Publié le 3 avril 2018 par Mme Espoir

Une fois la décision prise d’adopter les événements se sont vite enchaînés. Tellement vite même au début que cela nous a paru assez étrange. Mais j’étais plutôt contente : j’avais envie de foncer après les années de PMA durant lesquelles la lenteur était la norme (« vous voulez refaire tout de suite un essai ? Ah non madame il faut attendre 6 mois parce que le docteur est en vacances en Thaïlande / parce que c’est Noël / parce que 2 mois de repos c’est trop court » ne rayer aucune mention inutile).

Nos réflexions, peurs et choix de départ

Lorsque nous avons commencé à parler sérieusement de l’adoption avec mon mari, certains points ont émergé et marqué le début de nos réflexions.
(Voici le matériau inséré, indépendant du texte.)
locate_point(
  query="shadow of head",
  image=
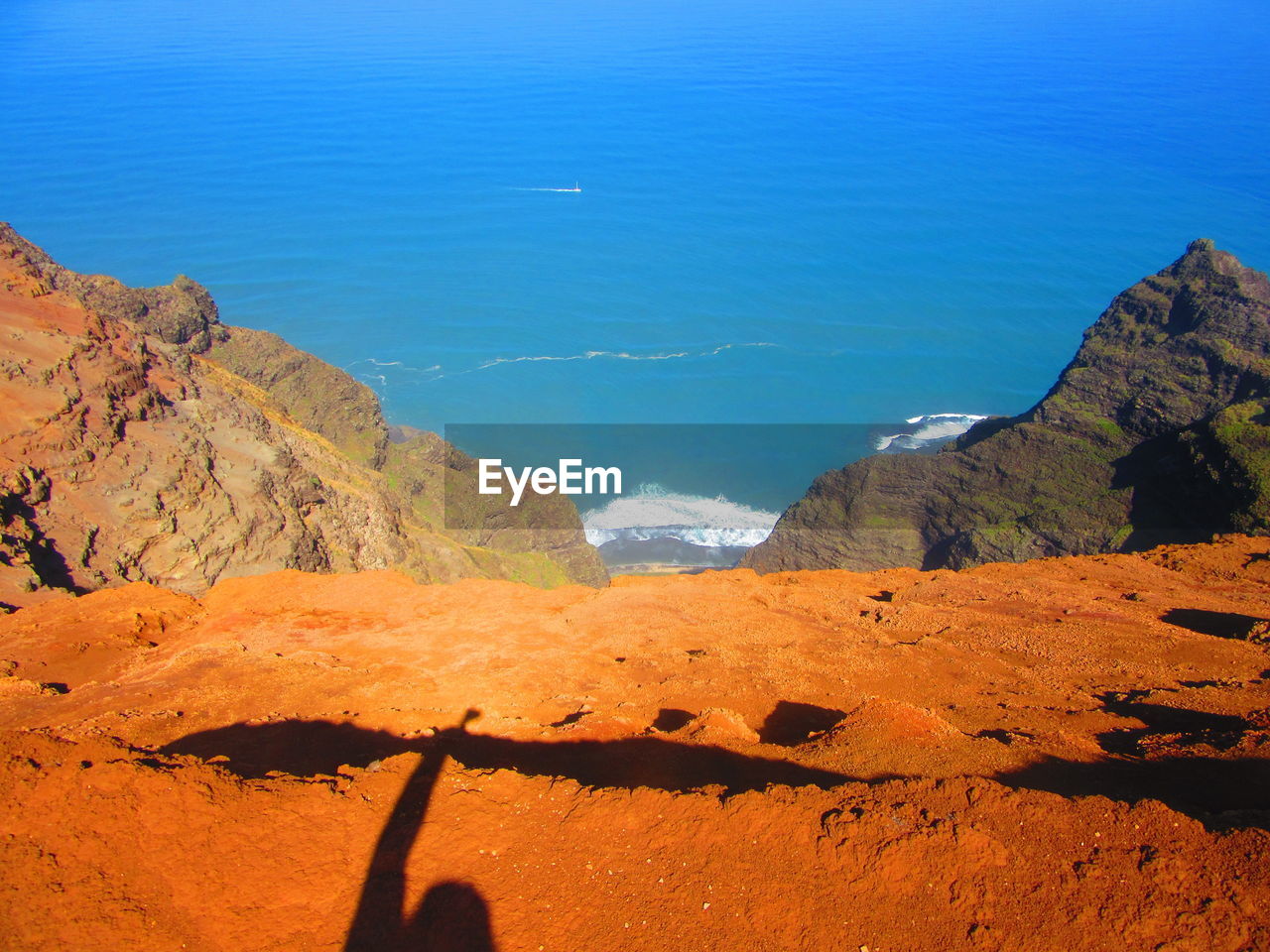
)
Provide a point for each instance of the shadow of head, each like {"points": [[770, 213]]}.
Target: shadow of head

Nous avons discuté et fait part à l’autre de nos peurs :

  • Il avait peur que je n’ai pas pris conscience qu’on ne pourrait pas pouponner. Nous sommes en effet trop âgés pour adopter un nourrisson. Je le savais déjà et très honnêtement cela ne me dérangeait pas. Au contraire, je trouvais ça tellement naturel d’avoir un enfant déjà âgé de 2 ou 3 ans !
  • Ma plus grande crainte était qu’il n’aime pas vraiment cet enfant adopté. Il adore sa fille et il me paraît presque impossible qu’il aime autant un enfant qui ne serait pas de lui. C’est d’ailleurs ce qui m’a retenu très longtemps de lui parler d’adoption. Il m’a aussitôt rassuré : la relation qu’il aura avec notre enfant adoptif sera bien évidemment différente de celle qu’il a avec Schtroumpfette. Pour autant il n’a aucun doute sur le fait qu’il aimera notre enfant car ce sera notre enfant, celui que nous désirons et attendons depuis longtemps. C’est assez étrange car lui avait la même interrogation : serais-je capable d’aimer un enfant qui n’est pas de mon sang ? Avoir Schtroumpfette dans ma vie me montre depuis des années que ce n’est absolument pas un problème !
  • De son côté, il sait à quel point ne pas avoir d’enfant m’a miné toutes ces années. Si l’adoption ne réussissait pas il était vraiment très inquiet de la manière dont je réagirais. Je ne peux pas le savoir et je lui ai dit honnêtement que ce serait de toute façon un moment très difficile. Nous serions ensemble et savoir qu’il serait à mes côtés m’aiderait à surmonter tout ça.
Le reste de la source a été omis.